If the world is shutting down around you, might as well try to make some music. The English band Wolf Alice were ensconced in a Brussels studio when COVID-19 made European borders close as decisively as heavy steel doors. They took the lockdown as an opportunity, putting all of their concentration into the new set of songs they were working on for their third studio album and first full-length outing since 2017. The album that resulted, Blue Weekend, is a tribute giving a talented act more time than they expect to have to shape their material, making it feel almost like a throwback to bygone days when even the relative upstarts were given the generosity of label investment.
It’s certainly possible that Blue Weekend would have been more or less the same had the circumstances of a global pandemic not intervened and given Wolf Alice the privilege of more unstructured time to work. A recent interview with the band’s frontwoman, Ellie Rowsell, implies otherwise.

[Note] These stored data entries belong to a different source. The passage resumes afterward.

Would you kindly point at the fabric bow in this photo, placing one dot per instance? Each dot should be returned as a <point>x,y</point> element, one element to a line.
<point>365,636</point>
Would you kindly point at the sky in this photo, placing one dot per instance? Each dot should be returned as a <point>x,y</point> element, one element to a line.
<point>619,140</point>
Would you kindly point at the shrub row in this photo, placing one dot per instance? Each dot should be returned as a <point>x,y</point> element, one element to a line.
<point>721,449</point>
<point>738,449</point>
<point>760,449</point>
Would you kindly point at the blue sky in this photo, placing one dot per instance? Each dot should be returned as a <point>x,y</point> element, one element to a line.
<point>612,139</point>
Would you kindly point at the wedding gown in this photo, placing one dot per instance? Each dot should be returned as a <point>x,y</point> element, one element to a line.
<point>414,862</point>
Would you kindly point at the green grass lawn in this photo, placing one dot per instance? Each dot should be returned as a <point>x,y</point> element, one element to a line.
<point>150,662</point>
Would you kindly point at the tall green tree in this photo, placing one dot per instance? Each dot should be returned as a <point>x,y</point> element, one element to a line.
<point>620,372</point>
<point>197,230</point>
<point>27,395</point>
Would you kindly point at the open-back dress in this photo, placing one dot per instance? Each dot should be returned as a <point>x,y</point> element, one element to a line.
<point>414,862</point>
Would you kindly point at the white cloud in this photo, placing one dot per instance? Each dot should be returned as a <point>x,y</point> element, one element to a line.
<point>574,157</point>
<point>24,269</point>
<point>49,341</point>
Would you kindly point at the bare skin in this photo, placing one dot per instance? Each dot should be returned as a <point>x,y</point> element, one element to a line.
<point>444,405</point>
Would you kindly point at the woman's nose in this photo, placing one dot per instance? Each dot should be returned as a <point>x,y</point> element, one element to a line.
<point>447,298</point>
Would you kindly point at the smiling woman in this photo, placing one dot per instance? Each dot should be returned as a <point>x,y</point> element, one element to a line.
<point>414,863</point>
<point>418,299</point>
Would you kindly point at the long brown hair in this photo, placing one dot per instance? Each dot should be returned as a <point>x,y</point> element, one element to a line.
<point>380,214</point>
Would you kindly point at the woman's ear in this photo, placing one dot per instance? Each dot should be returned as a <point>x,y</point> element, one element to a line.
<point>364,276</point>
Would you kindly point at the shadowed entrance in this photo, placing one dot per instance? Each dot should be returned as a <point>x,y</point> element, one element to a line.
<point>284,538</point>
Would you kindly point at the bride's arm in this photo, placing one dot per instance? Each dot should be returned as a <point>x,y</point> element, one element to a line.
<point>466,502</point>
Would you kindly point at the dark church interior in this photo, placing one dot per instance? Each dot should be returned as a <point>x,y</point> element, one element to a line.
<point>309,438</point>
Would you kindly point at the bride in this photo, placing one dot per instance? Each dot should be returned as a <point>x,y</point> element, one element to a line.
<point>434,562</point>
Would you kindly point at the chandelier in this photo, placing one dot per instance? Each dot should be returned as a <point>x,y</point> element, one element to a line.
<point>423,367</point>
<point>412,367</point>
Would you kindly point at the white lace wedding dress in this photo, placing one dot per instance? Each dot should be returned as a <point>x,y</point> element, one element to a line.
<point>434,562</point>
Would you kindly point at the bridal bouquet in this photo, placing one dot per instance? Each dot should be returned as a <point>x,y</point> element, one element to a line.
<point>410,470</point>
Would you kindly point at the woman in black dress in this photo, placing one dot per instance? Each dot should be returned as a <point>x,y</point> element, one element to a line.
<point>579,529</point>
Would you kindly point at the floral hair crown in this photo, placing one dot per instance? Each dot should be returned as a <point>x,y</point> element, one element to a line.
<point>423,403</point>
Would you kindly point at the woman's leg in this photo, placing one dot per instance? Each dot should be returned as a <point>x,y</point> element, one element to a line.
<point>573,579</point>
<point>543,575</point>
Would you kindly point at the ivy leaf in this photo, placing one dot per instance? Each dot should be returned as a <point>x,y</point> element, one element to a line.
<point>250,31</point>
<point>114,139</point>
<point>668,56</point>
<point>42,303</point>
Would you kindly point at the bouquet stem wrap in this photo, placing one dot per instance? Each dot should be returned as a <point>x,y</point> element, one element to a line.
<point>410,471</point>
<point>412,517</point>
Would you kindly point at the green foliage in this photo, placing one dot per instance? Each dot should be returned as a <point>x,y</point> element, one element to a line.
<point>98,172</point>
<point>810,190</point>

“Then with the more opportunities we had, and the more people and places you go, we let ourselves do whatever we felt inspired by,” Rowsell explained to Songwriter Universe, discussing the general evolution of the band from their acoustic, indie-pop beginnings. “I don’t think we hold any rules against ourselves. We don’t care about what’s cool or not. We’ve always just worked with what we’ve got and what we’re feeling inspired by. So we’ve never given much thought to it. It’s just whatever we’re feeling.”
With more time to feel their way through, the songs take on an expansive richness. Often on Blue Weekend, the professed disinterest in adhering to set boundaries manifests as material that is truly chameleon-like: The shape is clearly still there, but the shading and hues have changed. “Delicious Things” is dreamy and grounded at the same time, as if Beach House recorded while nursing a hangover that added some edge. “Safe From Heartbreak (IF You Never Fall in Love)”is like early-seventies folk rock cast through the kaleidoscope of decades of indie-kid sensibilities, and “The Last Man on Earth” is what we’d get if Electric Light Orchestra was given a modern makeover by Florence and the Machine.
The sense of freewheeling invention can result is some tangy amalgamations: To the degree that they’re categorizable at all, “Play the Greatest Hits” is riot grrrl pop, and “Smile” is glammy, nu-metal hip hop. It’s equally likely that Wolf Alice simply finesses a track to a point where it’s a near-perfect rendering of current pop. “How Can I Make It OK?” is full to bursting with ambitious exquisiteness, like Perfume Genius scaled back a notch or two.
Much as the album roves and roams, dappled by the reflected light of every gemstone picked up and inspected by curious creators, it is also clearly the expression of a singular, focused band. It is as much as statement of identity as any collection of soundalike track that locks an artists into a soundalike drone. Blue Weekend is Wolf Alice through and through. It just so happens that Wolf Alice is ready to assert that they’re capable of being anything and everything they want to be.